La nouvelle législation sur les média précise que le contenu des médias «ne doit pas inciter à la haine contre les personnes, les nations, les communautés, les minorités nationales, ethniques, linguistiques ou autres, ni contre une majorité, une église ou un groupe religieux».
Le parti au pouvoir fait fi toutefois de sa propre loi en lançant une campagne haineuse contre la grande philosophe hongroise Ágnes Heller, figure de proue de la dissidence, ainsi que contre quatre de ses confrères. Ces philosophes, réputés de gauche, sont soupçonnés d’avoir perçu un demi-milliard de forints (environ 1,8 million d’euros) lorsque la gauche était au pouvoir pour écrire des œuvres fumeuses ou inutiles. Ces intellectuels sont par ailleurs accusés «d’avoir sali» l’image de la Hongrie à l’étranger en critiquant la loi sur les médias.

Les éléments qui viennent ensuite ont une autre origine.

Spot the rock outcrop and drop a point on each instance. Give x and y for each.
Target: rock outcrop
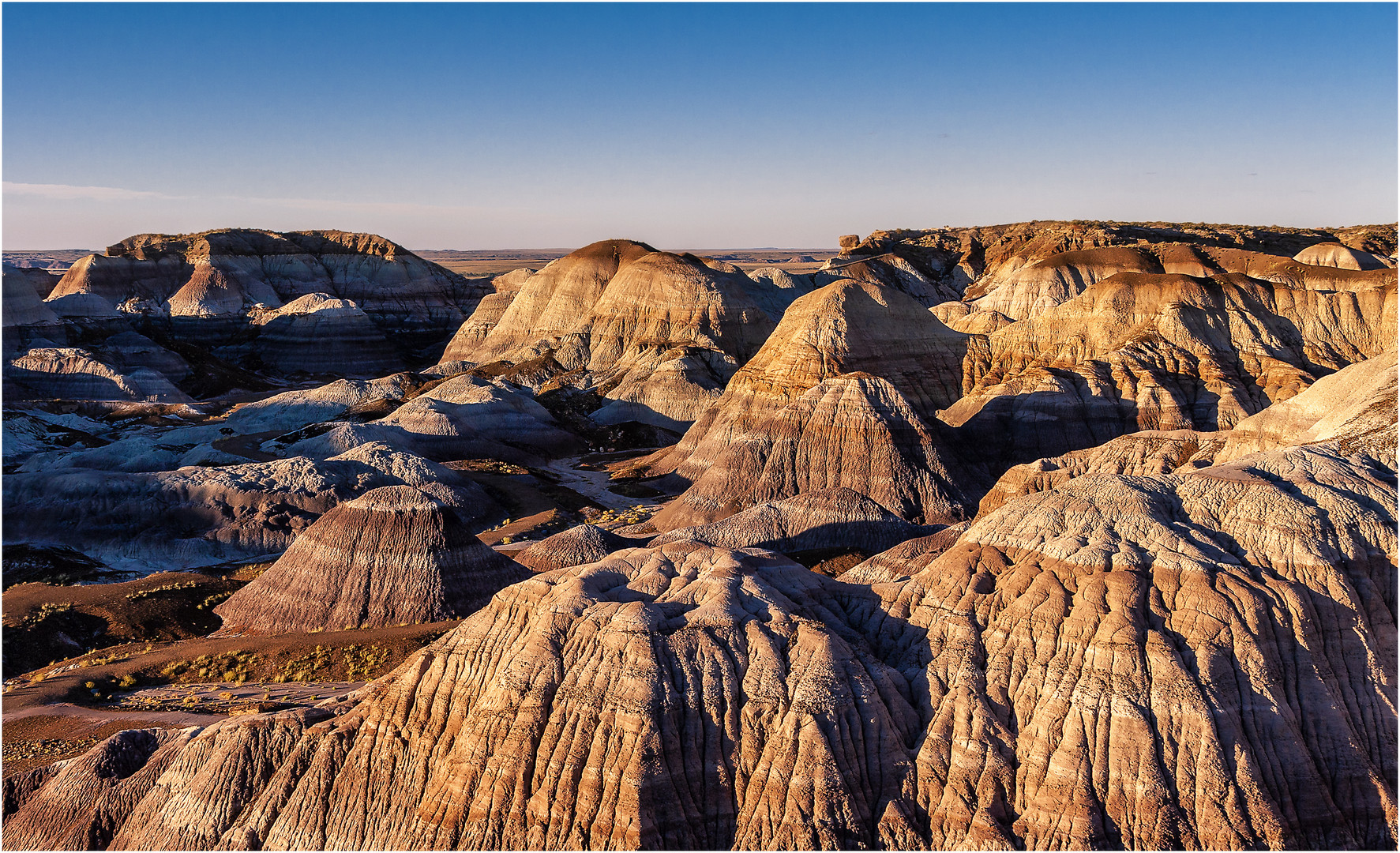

La majorité d’entre eux sont d’origine juive, et cette campagne joue sur les vieux poncifs de l’antisémitisme. Pour Agnes Heller, qui porte plainte pour diffamation, ces attaques ont un air de déjà-vu : «En 1973, le pouvoir avait lancé une campagne similaire contre moi : ils ont dit que je n’étais plus digne de faire de la recherche. Mon mari a été arrêté et nous avons été accusés de trafic de devises. Aujourd’hui, on m’accuse aussi de crimes économiques, sans aucun fondement. Leur "inquisiteur" peut chercher, il ne trouvera aucun abus financier. Tout ce qu’il trouvera, c’est de la pensée hérétique».